Amidst news of the pandemic and budget shortages, there might be some confusion whether USCIS is still open and processing new and old cases.
Fortunately, the answer to this confusion is a simple one: USCIS is open and is accepting and processing applications.
The confusion may have been caused in part by the closure of USCIS for face-to-face services that happened back in March of this year. However, although they were closed for non-emergency face-to-face services, any procedures that simply required mailing in documents or filing documents online were and are still being processed. Most offices have since reopened, including all field offices. USCIS maintains a list of open and closed offices here.
More recently, there was also news about a potential furlough of over 13,000 USCIS staff members without Congressional action. This came in heels of a notice from USCIS that it is facing a budget deficit caused by the COVID-19 pandemic. It is asking for $1.2 billion in emergency funding. If it does not receive said funding, then there will be a massive furlough of employees, which will likely slow down the processing of new and current applications before USCIS, but there is nothing yet that suggests that they will halt working at any point in the near future.

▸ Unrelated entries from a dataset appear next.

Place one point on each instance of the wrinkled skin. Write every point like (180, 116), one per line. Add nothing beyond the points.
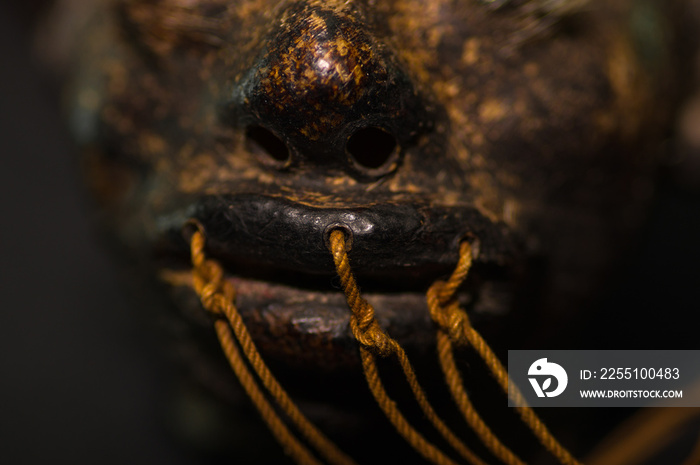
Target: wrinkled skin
(528, 128)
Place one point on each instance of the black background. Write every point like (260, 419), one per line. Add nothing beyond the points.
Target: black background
(79, 381)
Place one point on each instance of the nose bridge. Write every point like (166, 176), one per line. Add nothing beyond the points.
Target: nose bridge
(322, 77)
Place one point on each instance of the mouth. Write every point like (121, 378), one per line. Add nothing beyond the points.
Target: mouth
(275, 253)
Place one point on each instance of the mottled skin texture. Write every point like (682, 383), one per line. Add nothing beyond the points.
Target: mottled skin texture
(529, 131)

Interestingly, the reason for the budget deficits is because their budget relies so heavily on fees that they collect from applicants. Since the start of the pandemic, USCIS has seen a 50% drop in receipts and incoming fees and it believes this decrease will continue until the end of the Fiscal Year 2020. Some of this is likely due to the Trump administration’s suspension of certain types of immigration, but there are still plenty of people eligible for immigration benefits. Another part of the decrease in immigration cases is likely due to people choosing not to initiate their proceedings due to either a misunderstanding about the limitations on immigration or a misunderstanding about whether USCIS is still processing applications. Therefore, starting and sending in an application can help USCIS keep operating without cuts and slowdowns!